Sri Lanka’s female labour force participation (LFP) rates declined from 41 percent in 2010 to 36 percent in 2016. This trend stands in contrast to the country’s achievements in human development outcomes that favor women, such as high levels of female education and low total fertility rates, as well as its status as a middle-income country.
The panel discussion coincided with the launch of a new World Bank report in Colombo. The panelists took part included Professor Dayantha Wijesekera, Chairman Designate, Tertiary and Vocational Education Commission, Dr. Ganeshan Wignaraja, Chair of the Global Economy Programme, Lakshman Kadirgamar Institute, Dr. Nisha Arunatilake, Director of Research, Institute of Policy Studies, Ayomi Fernando, Industrial Relations Advisor/Training Coordinator at Employers Federation of Ceylon, and Ralph van Doorn, Senior Country Economist for Sri Lanka and the Maldives.
The report ‘Sri Lanka’s new Development Update’ noted, the government’s key policy document, Vision 2025, aspires to transform Sri Lanka into the hub of the Indian Ocean, with a knowledge-based, highly competitive, social market economy focused on inclusion. Among the intermediate targets set for the next three years is the goal to create 1 million new jobs. This is an ambitious target, in light of the growth rates required to facilitate this level of job creation.

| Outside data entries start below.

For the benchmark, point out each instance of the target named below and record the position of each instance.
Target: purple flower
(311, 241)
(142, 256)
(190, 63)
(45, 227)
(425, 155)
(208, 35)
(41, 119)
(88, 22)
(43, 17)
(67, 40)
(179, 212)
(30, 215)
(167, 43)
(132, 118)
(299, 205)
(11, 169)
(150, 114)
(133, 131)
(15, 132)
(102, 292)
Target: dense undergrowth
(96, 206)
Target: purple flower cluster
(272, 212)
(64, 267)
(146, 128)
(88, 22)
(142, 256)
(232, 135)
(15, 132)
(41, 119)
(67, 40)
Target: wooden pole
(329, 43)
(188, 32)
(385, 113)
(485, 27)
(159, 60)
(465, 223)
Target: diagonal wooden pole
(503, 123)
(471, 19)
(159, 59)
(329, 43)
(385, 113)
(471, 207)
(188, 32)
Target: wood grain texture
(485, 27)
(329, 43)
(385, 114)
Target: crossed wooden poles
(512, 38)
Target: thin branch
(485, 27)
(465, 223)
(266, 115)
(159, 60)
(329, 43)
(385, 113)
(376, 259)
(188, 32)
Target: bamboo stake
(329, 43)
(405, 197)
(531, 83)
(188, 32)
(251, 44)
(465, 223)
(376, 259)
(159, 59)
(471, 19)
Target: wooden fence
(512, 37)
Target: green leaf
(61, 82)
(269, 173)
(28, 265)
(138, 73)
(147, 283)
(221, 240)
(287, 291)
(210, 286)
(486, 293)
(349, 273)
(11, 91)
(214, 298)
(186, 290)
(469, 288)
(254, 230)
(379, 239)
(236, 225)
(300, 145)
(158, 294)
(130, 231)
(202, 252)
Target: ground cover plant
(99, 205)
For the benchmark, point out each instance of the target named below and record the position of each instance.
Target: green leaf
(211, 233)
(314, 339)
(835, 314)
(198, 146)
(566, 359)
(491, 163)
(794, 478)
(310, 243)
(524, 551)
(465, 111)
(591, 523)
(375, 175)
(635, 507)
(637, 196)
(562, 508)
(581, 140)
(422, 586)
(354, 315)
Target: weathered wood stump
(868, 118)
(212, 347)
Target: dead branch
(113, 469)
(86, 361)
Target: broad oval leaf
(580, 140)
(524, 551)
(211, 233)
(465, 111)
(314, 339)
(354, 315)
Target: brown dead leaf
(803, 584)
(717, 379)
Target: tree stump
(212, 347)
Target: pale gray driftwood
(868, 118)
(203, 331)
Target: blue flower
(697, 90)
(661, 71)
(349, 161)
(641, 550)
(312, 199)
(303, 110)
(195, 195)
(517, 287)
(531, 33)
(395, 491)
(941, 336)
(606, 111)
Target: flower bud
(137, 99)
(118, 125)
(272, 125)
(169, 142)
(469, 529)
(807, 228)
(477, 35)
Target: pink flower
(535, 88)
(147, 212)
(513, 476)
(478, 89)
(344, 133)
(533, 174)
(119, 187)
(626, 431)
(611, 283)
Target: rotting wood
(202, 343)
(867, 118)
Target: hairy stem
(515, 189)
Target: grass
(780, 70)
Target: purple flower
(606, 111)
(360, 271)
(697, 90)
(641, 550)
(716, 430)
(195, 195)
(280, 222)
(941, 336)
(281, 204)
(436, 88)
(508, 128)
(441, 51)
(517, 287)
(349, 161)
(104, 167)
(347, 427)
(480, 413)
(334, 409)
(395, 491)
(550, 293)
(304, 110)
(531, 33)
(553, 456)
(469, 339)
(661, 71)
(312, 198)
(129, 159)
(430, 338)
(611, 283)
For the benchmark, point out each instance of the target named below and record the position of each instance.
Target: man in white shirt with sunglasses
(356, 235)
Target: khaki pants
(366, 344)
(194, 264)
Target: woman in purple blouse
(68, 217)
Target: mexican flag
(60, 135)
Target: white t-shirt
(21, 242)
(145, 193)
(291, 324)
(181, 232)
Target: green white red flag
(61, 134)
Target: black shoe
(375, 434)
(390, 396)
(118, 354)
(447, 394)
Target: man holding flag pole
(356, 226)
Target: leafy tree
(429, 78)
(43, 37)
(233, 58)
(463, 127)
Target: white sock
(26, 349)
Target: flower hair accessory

During the discussion panellists agreed that structural reforms to increase competitiveness are essential to create better jobs.
Dr. Wignaraja highlighted three priorities to create more jobs - raise female participation, improve English language skills and implement public sector reforms while Dr. Arunatilake suggested hiring foreign talent, preventing brain-drain and to look at ways to encourage more women to enter the labour market. Dr. Arunatilake added Sri Lanka needs more and better English teachers to improve the employment prospects of young people; one option could be a cooperation agreement with the Philippines, which has a surplus of such teachers. Professor Wijesekera was of the view that Sri Lankans should get out of the mentality of ‘O/L, A/L and University syndrome’ and enter the job market at various levels with skill improvement programs and facilities should be developed to encourage young people to build their careers and professions through tertiary education.
The report also highlighted the job market issues in the Northern and Eastern Provinces specifically where employment rates are lower. “There do not appear to be quick fixes; but to the extent that skills and access to finance are key constraints to both households and firms, the same agenda as in the rest of the island applies: investment in human and physical capital will increase productivity and better connect workers to more productive jobs,” it said.